Учитывая, что противник не ожидает нашей атаки, мы решили ошеломить его не только внезапностью, но и необычным использованием имевшихся у нас средств. В лесу на дороге, ведущей в Негино, построились в колонну по одному все приданные нам танки и транспортные машины. В кузовах автомашин разместились бойцы, вооруженные гранатами, автоматами и винтовками. С открытием огня нашей артиллерией эта колонна, развив еще в лесу предельную скорость, должна была проскочить открытую местность и ворваться в Негино. А уже за ней, вернее, на ее флангах, используя лес как прикрытие, ринутся вперед и стрелковые полки.
Такой подход к решению поставленной перед нами задачи оказался верным. Наши танки и автоколонна почти без потерь ворвались в Негино и создали там страшную панику. Противник почти без боя оставил этот хорошо укрепленный опорный пункт, теряя по пути пушки и бронетранспортеры, автомашины и мотоциклы.
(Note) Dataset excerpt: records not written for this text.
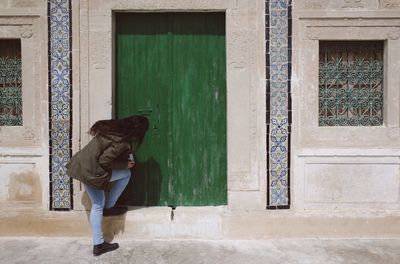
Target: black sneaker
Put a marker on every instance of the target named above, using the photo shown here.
(104, 248)
(116, 210)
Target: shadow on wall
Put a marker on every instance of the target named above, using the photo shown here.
(142, 189)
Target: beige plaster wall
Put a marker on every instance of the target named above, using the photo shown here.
(245, 34)
(24, 149)
(344, 168)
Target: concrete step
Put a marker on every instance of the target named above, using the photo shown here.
(199, 223)
(62, 250)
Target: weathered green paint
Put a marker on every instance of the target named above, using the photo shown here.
(172, 68)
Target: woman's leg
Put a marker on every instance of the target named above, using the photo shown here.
(97, 198)
(120, 179)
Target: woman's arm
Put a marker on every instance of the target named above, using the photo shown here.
(110, 155)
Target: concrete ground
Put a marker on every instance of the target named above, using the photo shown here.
(304, 251)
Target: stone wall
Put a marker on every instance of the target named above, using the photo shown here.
(24, 151)
(344, 167)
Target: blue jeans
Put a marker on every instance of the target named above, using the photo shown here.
(97, 197)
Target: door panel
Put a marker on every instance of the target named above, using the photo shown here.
(171, 68)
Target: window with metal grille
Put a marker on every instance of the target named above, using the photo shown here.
(10, 82)
(350, 83)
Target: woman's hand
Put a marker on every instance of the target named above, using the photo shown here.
(131, 164)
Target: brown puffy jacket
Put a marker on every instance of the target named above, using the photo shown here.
(93, 164)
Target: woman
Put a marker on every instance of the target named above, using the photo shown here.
(104, 164)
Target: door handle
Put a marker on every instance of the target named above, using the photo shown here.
(145, 111)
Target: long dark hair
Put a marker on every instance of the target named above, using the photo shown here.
(130, 128)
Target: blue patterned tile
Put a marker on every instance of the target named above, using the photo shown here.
(60, 98)
(279, 102)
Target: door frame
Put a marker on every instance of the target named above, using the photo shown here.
(245, 40)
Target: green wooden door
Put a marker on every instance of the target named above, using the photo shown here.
(171, 67)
На всем участке прорыва сразу обозначился несомненный успех. После падения Негино наши дивизии с боем овладели деревнями Шилинка, Алешковичи и двинулись дальше. Выход из непосредственного окружения был открыт.
В ворота, пробитые нами, сразу же хлынули другие части. В особенности торопились тылы, внося путаницу в наши боевые порядки.
Гитлеровское командование срочно стягивало к месту прорыва свежие силы. Вражеская авиация и артиллерия обрушили на освобожденные нами деревни и на дороги, заполненные войсками, тысячи бомб, снарядов, мин.
Я связался по радио с командующим армией и доложил ему обстановку. Генерал Городнянский поздравил меня с успехом и поставил дополнительную задачу: ускорить движение в сторону Хинельского лесокомбината (труба его маячила на горизонте) и надежно прикрывать справа движение главных сил 13-й армии.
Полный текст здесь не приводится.